Atif Hussain Attock City Pakistan
"As Iqbal placed the body of Ilm Din into the grave, he tearfully declared: "This uneducated young man has surpassed us, the educated ones."
The 1920’s in India witnessed the publishing of an inflammatory book vilifying Prophet Muhammad (SAW) thereby adding fuel to the existing Muslim/Hindu tensions. The British Raj ruled India and the creation of Pakistan was still a distant dream in the hearts of the Indian Muslims. The Muslim population was understandably incensed and mass protests were held. Prashaad Prataab had authored Rangeela Rasool (The Colourful Prophet), under the pen name of Pandit Chamupati Lal. The word rangeela means ‘colourful’ but can be understood in this context to mean ‘playboy’. [Nauzbillah]
Rajpal was a Hindu book publisher from Lahore. He took the responsibility of publishing the book in 1923 and pledged not to disclose the author’s real name. Pressure from the Muslim community resulted in the matter being taken to Session court Lahore which found Raj Pal guilty and sentenced him. Subsequently Rajpal appealed against the decision of Session Court in the Lahore High court. The appeal was heard by Judge Daleep Singh who gave leave to appeal on the grounds that on the basis of criticism against the religious leaders, no matter how immoral it is, is not covered by S.153 of the Indian Penal Code. Thus Rajpal could not be sentenced as law did not cover blasphemous criticism against religion. The High Court decision was widely criticised and protests were made against it by Muslims of India. Little did anyone suspect that one young man’s course of action would bring about a significant change in the Law, ensuring that Islam would be covered by blasphemy laws.

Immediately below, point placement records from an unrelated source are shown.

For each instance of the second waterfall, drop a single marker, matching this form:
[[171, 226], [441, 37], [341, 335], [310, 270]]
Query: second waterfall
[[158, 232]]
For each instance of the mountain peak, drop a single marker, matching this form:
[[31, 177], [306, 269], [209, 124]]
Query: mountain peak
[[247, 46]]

Ilm Din was an illiterate teenager from Lahore. His father was a carpenter. One day he was passing near Masjid (mosque) Wazir Khan. There was a huge crowd shouting slogans against Rajpal. The speaker thundered: "Oh Muslims! The devil Rajpal has sought to dishonour our beloved Prophet Muhammed (S.A.W) by his filthy book!”
- Ilm Din was deeply affected by this passionate speech and vowed to take action. On 6th September 1929 Ilm Deen set out for the bazaar and purchased a dagger for one rupee. He hid the dagger in his pants and waited opposite Rajpal’s Shop. Rajpal had not arrived yet. His flight had arrived at Lahore airport and he proceeded to phone the police in order to request them to provide him security. Ilm Deen did not know what the publisher looked like. He asked a few passer-by’s as to Rajpal’s whereabouts and said that he needed to discuss something with him. Rajpal entered the shop without detection but soon after a man alerted Ilm Din that Rajpal was inside. The young man entered the shop, lunged forward and attacked him. He stabbed his dagger into the chest of Rajpal with such force that his heart was ripped from his body. Rajpal fell dead on the ground. Ilm Deen made no attempt to escape. Rajpal’s employees grabbed him and shouted for help.